What is .NET MAUI?

.NET MAUI (Multi-platform App UI) is a cross-platform framework for building native mobile and desktop applications using C# and .NET, enabling developers to create a single project that runs on Android, iOS, macOS, and Windows.

.NET MAUI logo

.NET MAUI’s role in app development

.NET MAUI is Microsoft’s next step towards simplifying cross-platform app development. Like its predecessor Xamarin.Forms, the newer open-source framework lets developers create native user interfaces and applications for iOS, Android, macOS, and Windows using a single codebase.

However, MAUI promises better performance, increased productivity, and a more streamlined developer experience than Xamarin.Forms. It is built on top of .NET 6, which brings improved performance and features across all platforms.

The framework was officially released in 2022 and has replaced Xamarin entirely in May 2024, when Microsoft ended support for all Xamarin SDKs.

Is .NET MAUI the right choice for your project?

.NET MAUI offers several advantages over its predecessor Xamarin.Forms: Instead of having to set up a dedicated project for each target platform, developers create just one that covers all operating systems. They can then store resources like fonts and images in a single location.
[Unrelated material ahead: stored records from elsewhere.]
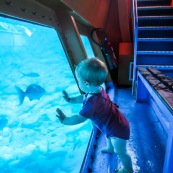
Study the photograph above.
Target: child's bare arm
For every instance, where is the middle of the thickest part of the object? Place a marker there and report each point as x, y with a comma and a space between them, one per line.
73, 120
77, 99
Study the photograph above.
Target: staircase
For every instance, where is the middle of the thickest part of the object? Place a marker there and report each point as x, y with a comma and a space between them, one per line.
155, 33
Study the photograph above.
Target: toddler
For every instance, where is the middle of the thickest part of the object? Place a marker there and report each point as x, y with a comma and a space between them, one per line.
98, 107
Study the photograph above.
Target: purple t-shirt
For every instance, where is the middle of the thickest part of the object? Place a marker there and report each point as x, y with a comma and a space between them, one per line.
105, 115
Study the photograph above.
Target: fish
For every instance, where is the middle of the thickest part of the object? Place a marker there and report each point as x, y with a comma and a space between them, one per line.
33, 92
3, 122
32, 74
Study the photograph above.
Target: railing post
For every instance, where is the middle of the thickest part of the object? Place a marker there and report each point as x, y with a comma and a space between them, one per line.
168, 167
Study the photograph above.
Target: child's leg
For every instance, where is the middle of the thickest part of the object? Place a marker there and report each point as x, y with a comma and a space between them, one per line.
120, 149
109, 148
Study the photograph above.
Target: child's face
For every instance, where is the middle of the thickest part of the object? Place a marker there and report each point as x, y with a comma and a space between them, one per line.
84, 85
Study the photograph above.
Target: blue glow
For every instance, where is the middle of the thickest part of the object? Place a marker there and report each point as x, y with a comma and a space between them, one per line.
87, 46
31, 137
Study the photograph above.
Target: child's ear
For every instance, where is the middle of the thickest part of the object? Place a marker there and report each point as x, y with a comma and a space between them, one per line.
87, 84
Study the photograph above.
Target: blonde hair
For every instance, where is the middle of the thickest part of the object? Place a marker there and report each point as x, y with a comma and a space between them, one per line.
93, 71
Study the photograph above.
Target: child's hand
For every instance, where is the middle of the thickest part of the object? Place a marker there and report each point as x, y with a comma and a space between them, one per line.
66, 96
60, 115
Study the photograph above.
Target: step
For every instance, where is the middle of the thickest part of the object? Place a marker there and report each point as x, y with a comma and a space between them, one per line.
155, 21
155, 10
155, 32
152, 2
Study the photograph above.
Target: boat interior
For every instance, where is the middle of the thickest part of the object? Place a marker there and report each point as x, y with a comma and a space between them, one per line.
135, 40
Additionally, the MAUI framework includes platform-specific APIs, which makes accessing native device functionalities much easier.
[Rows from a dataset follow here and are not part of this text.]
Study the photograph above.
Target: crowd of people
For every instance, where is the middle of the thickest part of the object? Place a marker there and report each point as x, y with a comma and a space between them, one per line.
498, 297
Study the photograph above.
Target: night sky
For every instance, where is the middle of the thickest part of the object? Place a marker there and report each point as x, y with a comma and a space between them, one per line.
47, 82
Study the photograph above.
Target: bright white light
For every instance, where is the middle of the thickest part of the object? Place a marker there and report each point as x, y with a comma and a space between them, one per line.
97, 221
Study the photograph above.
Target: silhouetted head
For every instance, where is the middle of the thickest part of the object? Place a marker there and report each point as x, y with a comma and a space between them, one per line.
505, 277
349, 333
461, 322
  • One project for all target platforms: With Xamarin, developers have to create a dedicated project for each platform they are developing their app for (Android, iOS, macOS, and Windows). With .NET MAUI, one project covers all platforms, with resources like fonts and images stored in a single location.
  • MVU instead of MVVM: Model-View-Update (MVU) and Model-View-ViewModel (MVVM) are architectural patterns that separate an app’s presentation logic from its business logic. While MVVM, used by Xamarin.Forms, is more established among developers, MVU is gaining popularity. Its key advantages are its simplicity and the immutability of the app state. MAUI’s use of MVU makes it easier for developers to add new features without getting into conflict with other parts of the app.
  • Platform-specific APIs: While Xamarin.Forms provides APIs that work across all platforms, some platform-specific APIs are unavailable or require workarounds. With MAUI, developers can access native functionalities using a set of platform-specific APIs. These include utilizing a device’s sensors, copying and pasting text to the system clipboard, and storing data securely as key-value pairs.
  • UWP vs. WinUI: Whereas Xamarin.Forms relies on the UWP UI framework, .NET MAUI instead uses WinUI, which is decoupled from the release schedule of Windows. That means developers using MAUI generally have a more current and frequently updated UI framework to work with.
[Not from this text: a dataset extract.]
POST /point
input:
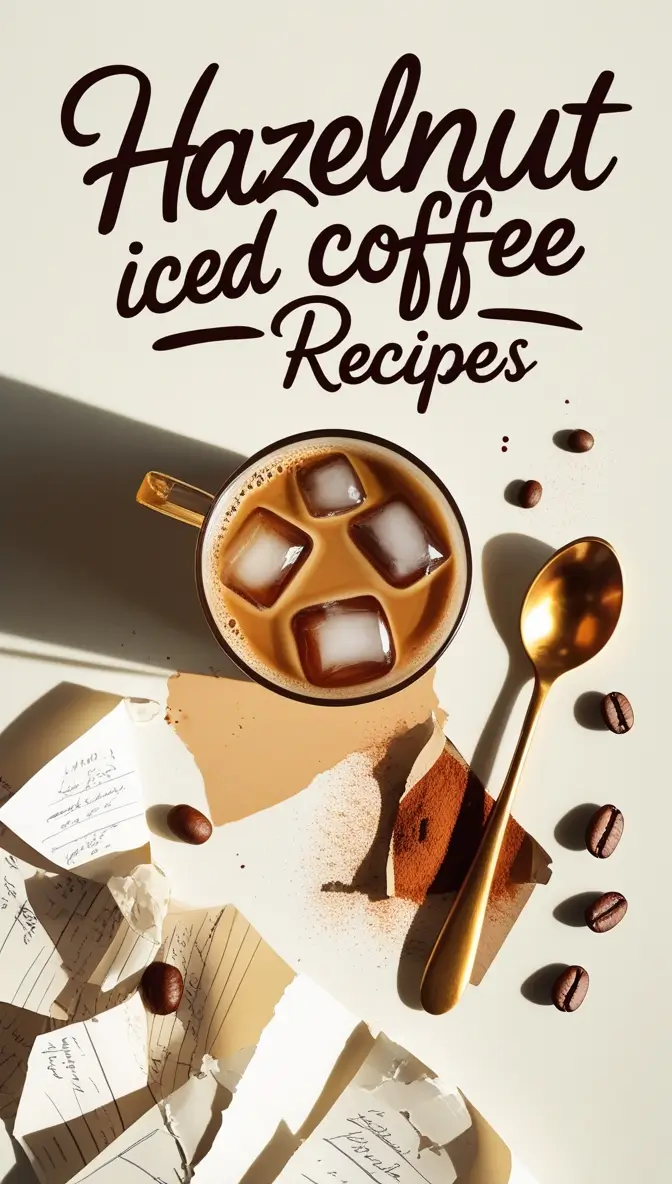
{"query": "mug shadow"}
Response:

However, MAUI still has to prove itself as a cross-platform tool. The Xamarin community, on the other hand, has had many years to get comfortable with its framework of choice. This makes it hard to recommend one over the other on merit alone.

However, Microsoft’s has stopped supporting the Xamarin framework. Therefore, any new development projects should probably use .NET MAUI, as migrating the code later will present its own issues.

For existing apps, developers should familiarize themselves with MAUI sooner rather than later. While Microsoft removing official support does not spell the end of all Xamarin apps, .NET MAUI is a future-proof option.